Nachdem der Bund 986,5 Millionen neue Aktien gezeichnet hatte, wurde sein Anteil auf 90 Prozent erhöht. Damit konnte er im nächsten Schritt auch nach geltender Gesetzeslage einen so genannten Squeeze-out durchführen, bei dem die restlichen Aktionäre ihre Anteilsscheine zwangsweise verkaufen müssen. Wäre die Kapitalerhöhung nicht gelungen, hätte US-Investor Flowers und den übrigen Aktionären ein Totalverlust gedroht.[130] Diese wäre auch mit deutlich höheren rechtlichen Risiken verbunden gewesen.

Das Geld für die Zeichnung der neuen Aktien floss der Gesellschaft zu; es wurde von dieser aufgrund der aktuellen Schieflage dringend benötigt. Durch die vollständige Übernahme der Hypo Real Estate wollte der Bund bewirken, dass seine Milliardenspritzen überwiegend für die Rettung der Gesellschaft verwendet werden und nicht den Aktionären zugutekommen. Wäre der Bund nicht eingesprungen, hätte die Hypo Real Estate wahrscheinlich Insolvenz anmelden müssen und die Aktionäre hätten einen Totalverlust erlitten; so erhielten sie immerhin noch den vom Bund bezahlten Kaufpreis, was dennoch für viele Aktionäre sehr hohe Verluste bedeutet.

Nach der Komplettübernahme sollte die HRE radikal „geschrumpft“ werden. Der Abbau von 1.000 Stellen wurde beschlossen, zahlreiche Auslandsstandorte sollten geschlossen werden.

Erneute Umgestaltung des Aufsichtsrats

Auf der Hauptversammlung der HRE am 13. August 2009 wurde ein neuer Aufsichtsrat gewählt.[131] Die bisherigen Aufsichtsräte, die ihre Posten im Herbst 2008 übernommen hatten (s. o.), gingen. Der Aufsichtsrat wurde von bislang 12 auf 6 Mitglieder verkleinert. Dies waren/sind Bernd Thiemann, Ex-Chef der DG Bank, der auch den Aufsichtsratsvorsitz übernahm.[132] KfW-Vorstand Günther Bräunig, die frühere Präsidentin des Bundesrechnungshofs, Hedda von Wedel (CDU), die frühere Deutschlandchefin der US-Bank Morgan Stanley, Dagmar Kollmann,[133][134] Albert Peters aus dem Bundesfinanzministerium, Alexander Groß, Ministerialdirektor aus dem Bundeswirtschaftsministerium.

Verstaatlichung

Am 5. Oktober 2009 wurde die HRE als erste Bank in der Geschichte der Bundesrepublik Deutschland seit 1949 verstaatlicht. Durch einen Beschluss der außerordentlichen Hauptversammlung erhalten die verbleibenden Aktionäre eine Barabfindung in Höhe von 1,30 Euro je Stückaktie.
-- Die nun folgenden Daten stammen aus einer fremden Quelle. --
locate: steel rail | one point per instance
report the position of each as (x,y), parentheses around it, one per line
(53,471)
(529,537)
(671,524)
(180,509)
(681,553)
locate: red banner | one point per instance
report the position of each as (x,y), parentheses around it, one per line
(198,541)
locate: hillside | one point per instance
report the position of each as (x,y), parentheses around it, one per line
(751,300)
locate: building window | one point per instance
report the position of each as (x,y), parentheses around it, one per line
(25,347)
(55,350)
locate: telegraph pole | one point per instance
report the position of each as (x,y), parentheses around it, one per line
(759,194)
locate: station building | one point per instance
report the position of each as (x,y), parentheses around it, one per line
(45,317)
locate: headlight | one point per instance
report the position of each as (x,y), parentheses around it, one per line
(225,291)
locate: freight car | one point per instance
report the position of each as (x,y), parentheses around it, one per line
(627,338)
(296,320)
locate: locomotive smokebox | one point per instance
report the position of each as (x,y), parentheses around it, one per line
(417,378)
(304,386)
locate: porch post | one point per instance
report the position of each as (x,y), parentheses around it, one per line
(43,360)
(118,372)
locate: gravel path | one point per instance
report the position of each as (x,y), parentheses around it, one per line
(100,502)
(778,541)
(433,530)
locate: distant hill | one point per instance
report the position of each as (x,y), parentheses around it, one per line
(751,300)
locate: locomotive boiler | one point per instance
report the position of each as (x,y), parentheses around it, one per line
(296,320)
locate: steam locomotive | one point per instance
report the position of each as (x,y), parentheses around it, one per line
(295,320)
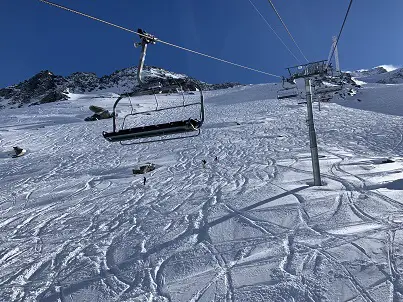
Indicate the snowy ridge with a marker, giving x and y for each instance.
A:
(77, 225)
(45, 87)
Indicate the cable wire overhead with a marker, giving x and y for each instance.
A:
(286, 28)
(158, 40)
(281, 40)
(341, 30)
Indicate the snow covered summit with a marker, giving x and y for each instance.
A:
(46, 87)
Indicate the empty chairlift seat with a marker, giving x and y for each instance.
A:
(185, 126)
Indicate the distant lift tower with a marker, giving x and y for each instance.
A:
(307, 71)
(336, 54)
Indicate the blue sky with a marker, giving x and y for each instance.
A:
(36, 36)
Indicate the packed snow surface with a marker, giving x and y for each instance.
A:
(77, 225)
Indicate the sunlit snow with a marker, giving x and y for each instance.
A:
(77, 225)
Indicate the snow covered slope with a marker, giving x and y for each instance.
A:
(76, 225)
(381, 74)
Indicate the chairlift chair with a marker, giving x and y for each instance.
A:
(177, 129)
(288, 92)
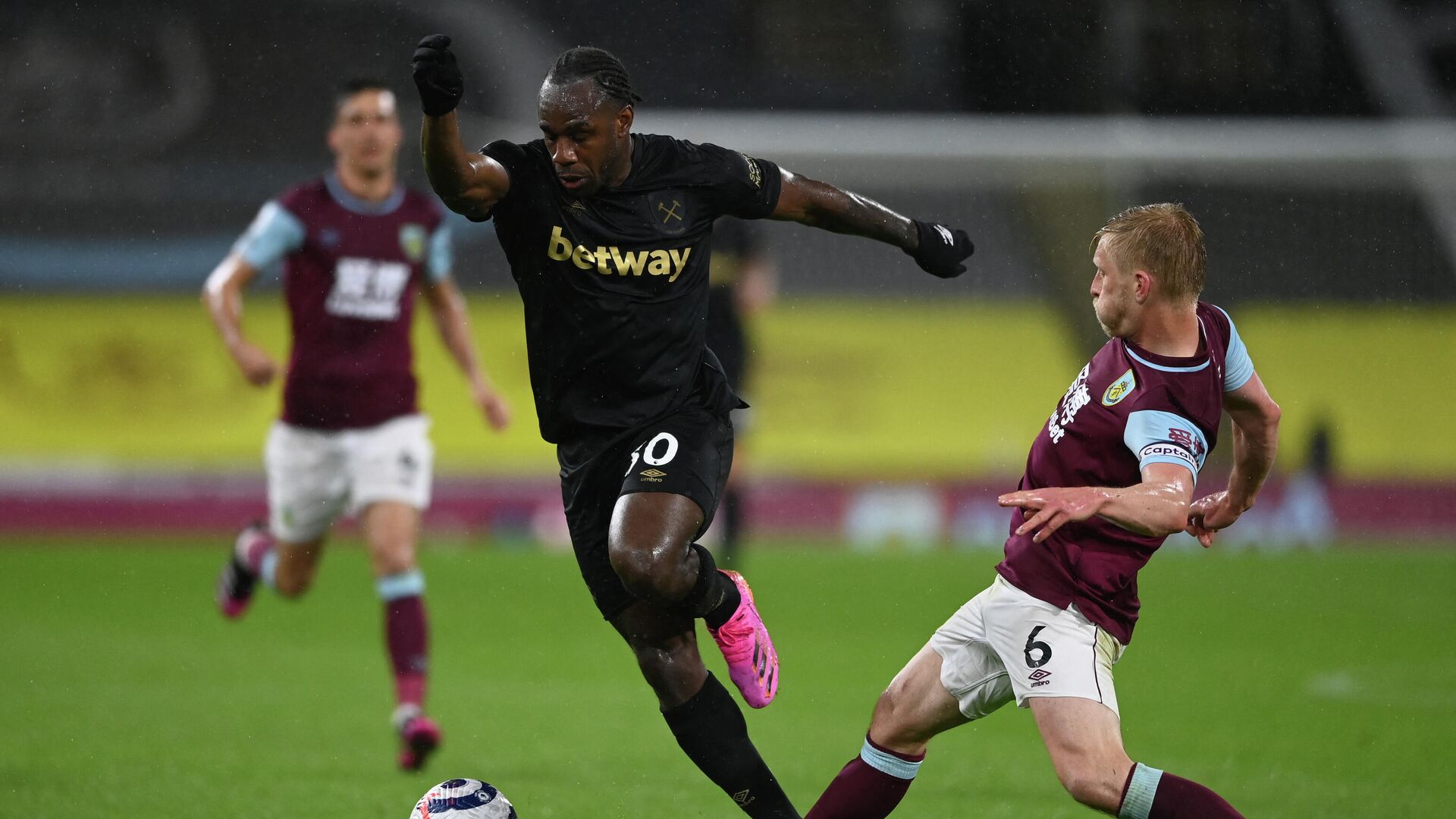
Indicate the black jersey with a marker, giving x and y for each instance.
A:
(615, 284)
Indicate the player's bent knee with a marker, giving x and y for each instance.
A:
(394, 558)
(1092, 784)
(894, 725)
(638, 567)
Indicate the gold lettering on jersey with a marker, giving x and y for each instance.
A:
(609, 259)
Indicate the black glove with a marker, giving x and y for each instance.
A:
(941, 249)
(437, 76)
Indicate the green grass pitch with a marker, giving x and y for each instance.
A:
(1294, 686)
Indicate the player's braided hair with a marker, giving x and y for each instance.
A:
(585, 61)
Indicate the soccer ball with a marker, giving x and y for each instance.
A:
(463, 799)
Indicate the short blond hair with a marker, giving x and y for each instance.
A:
(1163, 240)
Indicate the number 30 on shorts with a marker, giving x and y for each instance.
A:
(655, 452)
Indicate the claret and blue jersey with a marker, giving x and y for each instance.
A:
(350, 275)
(1126, 410)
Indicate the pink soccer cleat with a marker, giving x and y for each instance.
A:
(237, 582)
(421, 738)
(753, 665)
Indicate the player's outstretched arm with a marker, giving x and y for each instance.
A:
(449, 312)
(1256, 441)
(466, 183)
(1158, 506)
(223, 297)
(938, 249)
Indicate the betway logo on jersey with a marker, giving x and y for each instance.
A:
(610, 260)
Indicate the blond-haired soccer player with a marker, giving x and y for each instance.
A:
(1110, 475)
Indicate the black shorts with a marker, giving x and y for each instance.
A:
(686, 452)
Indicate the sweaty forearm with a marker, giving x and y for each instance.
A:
(224, 308)
(1147, 509)
(845, 212)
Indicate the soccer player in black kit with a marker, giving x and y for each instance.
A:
(607, 235)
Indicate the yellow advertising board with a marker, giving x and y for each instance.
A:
(856, 388)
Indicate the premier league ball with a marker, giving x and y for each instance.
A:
(463, 799)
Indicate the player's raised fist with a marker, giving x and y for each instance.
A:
(941, 251)
(437, 76)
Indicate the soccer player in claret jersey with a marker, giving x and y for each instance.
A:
(1110, 475)
(354, 246)
(607, 237)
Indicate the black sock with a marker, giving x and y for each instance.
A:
(714, 596)
(711, 730)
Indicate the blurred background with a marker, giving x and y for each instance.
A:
(1313, 139)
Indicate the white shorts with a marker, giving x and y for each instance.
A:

Weitere 3 Milliarden Euro vom Staat

Nachdem die HRE bereits im Sommer 2009 rund 3 Milliarden Euro staatliches Kapital erhalten hatte, gab der HRE-Konzern am 4. November 2009 bekannt, dass man eine weitere Finanzspritze in Höhe von 3 Milliarden Euro vom bundeseigenen Rettungsfonds SoFFin erhalten werde. Zudem habe der SoFFin-Lenkungsausschuss die zuletzt bis 18. November 2009 befristeten Liquiditätsgarantien in Höhe von 52 Milliarden Euro bis zum 30. Juni 2010 verlängert.[135]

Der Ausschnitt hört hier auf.